0.177 and proper shot placement. The neighbors will never know.

Unless you live in the sticks... then make that pink mist.


----------



## PA. Woodsman (Aug 4, 2020)

Now we picked off about 7 low hanging tomatoes that have chew marks in them, some about the size of a dime, some a quarter or bigger, they aren't eating them just taking a few bites out of them and leaving them hang there!!! Probably squirrels or rabbits, I don't think a groundhog could get through the fence!!


----------



## Huskybill (Sep 24, 2021)

Wildlife? All my fruit trees are bare( bear). The wife seen my resident bear shaking my apple tree and broke branches.


----------



## Mad Professor (Sep 25, 2021)

PA. Woodsman said:


> Now we picked off about 7 low hanging tomatoes that have chew marks in them, some about the size of a dime, some a quarter or bigger, they aren't eating them just taking a few bites out of them and leaving them hang there!!! Probably squirrels or rabbits, I don't think a groundhog could get through the fence!!

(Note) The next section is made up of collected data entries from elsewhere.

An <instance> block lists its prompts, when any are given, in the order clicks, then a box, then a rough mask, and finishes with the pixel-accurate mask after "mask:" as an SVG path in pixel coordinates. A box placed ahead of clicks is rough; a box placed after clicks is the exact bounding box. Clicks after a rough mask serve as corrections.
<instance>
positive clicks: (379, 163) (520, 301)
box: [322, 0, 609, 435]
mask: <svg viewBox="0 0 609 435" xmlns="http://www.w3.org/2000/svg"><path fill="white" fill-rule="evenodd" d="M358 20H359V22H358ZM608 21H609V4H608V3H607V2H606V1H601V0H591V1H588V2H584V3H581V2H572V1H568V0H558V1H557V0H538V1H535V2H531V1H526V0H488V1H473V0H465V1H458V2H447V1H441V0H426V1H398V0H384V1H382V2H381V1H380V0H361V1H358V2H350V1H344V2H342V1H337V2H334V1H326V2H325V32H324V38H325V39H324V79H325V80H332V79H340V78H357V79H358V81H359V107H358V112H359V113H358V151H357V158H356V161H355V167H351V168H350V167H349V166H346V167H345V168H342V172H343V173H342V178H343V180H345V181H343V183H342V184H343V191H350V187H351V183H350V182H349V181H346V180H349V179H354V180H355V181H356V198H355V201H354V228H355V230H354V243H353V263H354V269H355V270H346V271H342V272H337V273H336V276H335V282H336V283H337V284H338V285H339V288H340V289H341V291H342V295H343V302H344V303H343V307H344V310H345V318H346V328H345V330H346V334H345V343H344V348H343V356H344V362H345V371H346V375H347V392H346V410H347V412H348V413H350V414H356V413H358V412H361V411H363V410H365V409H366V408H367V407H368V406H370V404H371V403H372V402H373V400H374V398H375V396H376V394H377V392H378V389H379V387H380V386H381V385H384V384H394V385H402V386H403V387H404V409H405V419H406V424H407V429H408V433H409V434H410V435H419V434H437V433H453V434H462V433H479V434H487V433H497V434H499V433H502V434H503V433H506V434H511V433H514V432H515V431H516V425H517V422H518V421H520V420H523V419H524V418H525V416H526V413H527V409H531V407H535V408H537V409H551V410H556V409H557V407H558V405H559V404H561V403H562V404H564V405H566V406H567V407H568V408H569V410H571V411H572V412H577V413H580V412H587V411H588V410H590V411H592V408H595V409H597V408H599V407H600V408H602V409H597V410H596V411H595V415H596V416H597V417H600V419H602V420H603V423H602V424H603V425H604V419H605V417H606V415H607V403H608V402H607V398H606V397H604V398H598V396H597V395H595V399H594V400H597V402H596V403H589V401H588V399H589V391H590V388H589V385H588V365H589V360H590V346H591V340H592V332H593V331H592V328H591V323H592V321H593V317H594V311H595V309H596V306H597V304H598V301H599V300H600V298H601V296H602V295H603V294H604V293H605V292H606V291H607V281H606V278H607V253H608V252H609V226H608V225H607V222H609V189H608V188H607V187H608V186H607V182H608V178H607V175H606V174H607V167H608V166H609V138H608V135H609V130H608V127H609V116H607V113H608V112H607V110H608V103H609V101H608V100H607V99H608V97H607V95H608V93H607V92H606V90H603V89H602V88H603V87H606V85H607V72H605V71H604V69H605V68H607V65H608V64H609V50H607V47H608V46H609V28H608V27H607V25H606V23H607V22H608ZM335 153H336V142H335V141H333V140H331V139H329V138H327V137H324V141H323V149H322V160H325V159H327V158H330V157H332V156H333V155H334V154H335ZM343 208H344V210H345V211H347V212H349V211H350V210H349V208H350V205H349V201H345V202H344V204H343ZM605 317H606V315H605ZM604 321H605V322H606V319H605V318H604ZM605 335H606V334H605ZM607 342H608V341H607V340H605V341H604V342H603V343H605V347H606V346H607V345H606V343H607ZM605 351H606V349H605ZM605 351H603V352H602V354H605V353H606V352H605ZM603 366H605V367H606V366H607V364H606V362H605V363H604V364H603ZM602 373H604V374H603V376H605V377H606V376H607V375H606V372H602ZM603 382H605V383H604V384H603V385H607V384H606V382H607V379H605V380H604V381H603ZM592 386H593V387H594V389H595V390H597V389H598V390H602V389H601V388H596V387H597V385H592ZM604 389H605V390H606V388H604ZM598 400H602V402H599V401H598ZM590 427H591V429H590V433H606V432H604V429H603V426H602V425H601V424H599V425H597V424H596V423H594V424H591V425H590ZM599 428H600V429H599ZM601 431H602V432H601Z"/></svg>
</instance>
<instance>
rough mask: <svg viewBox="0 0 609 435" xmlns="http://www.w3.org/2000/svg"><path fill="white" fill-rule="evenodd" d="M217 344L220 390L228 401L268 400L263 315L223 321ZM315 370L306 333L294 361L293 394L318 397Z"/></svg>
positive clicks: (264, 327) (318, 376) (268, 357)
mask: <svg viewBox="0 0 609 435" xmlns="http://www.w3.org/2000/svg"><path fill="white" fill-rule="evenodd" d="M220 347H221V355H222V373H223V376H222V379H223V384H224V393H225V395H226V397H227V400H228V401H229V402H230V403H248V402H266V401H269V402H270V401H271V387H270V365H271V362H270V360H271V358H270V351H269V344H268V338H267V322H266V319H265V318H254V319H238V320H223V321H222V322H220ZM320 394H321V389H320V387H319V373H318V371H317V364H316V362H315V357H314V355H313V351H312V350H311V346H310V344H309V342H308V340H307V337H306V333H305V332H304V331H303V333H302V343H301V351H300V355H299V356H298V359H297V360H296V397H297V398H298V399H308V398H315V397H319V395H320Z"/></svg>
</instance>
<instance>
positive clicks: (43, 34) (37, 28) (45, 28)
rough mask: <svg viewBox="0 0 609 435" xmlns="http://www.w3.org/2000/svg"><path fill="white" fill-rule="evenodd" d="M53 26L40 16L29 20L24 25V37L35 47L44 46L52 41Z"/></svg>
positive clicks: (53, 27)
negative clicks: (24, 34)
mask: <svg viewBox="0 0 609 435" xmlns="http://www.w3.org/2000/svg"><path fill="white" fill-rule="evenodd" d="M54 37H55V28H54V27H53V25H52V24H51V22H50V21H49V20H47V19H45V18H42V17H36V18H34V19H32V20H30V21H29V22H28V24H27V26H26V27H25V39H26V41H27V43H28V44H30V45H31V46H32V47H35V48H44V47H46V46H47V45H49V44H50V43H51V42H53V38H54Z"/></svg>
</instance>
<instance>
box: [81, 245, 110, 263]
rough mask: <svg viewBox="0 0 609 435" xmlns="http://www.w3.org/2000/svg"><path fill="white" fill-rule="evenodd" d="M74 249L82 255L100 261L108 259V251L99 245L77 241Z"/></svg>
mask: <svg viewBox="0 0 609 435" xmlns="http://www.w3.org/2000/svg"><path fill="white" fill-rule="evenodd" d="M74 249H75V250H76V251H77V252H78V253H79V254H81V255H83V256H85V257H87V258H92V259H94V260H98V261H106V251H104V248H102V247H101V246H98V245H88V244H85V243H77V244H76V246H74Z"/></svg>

Just saw this thread. Might be voles on the tomatoes. We are overun with them last two years. They went after my broccoli and cabbage starts, ate my garlic bubs which I never had problems with. Too small to fence out. Dried blood fertilizer will keep them off stuff but has to refreshed if you get a good rain. Garden is worst I've had in years. I didn't put mulch down because of the voles. Rain has been a problem too, over 14 inches in just July. Have not had rabbit or woodchuck problems this year, I killed most of those off last summer and the yotes and foxes patrol the property daily.

Had problems with a bear, ate most of my berries and got into the peaches. Have a bear tag but the SOB seems to know when to not show himself. Was in my garden last week middle of day, but it was Sunday and no hunting. If he stuck around and did damage I'd have popped him anyway.


----------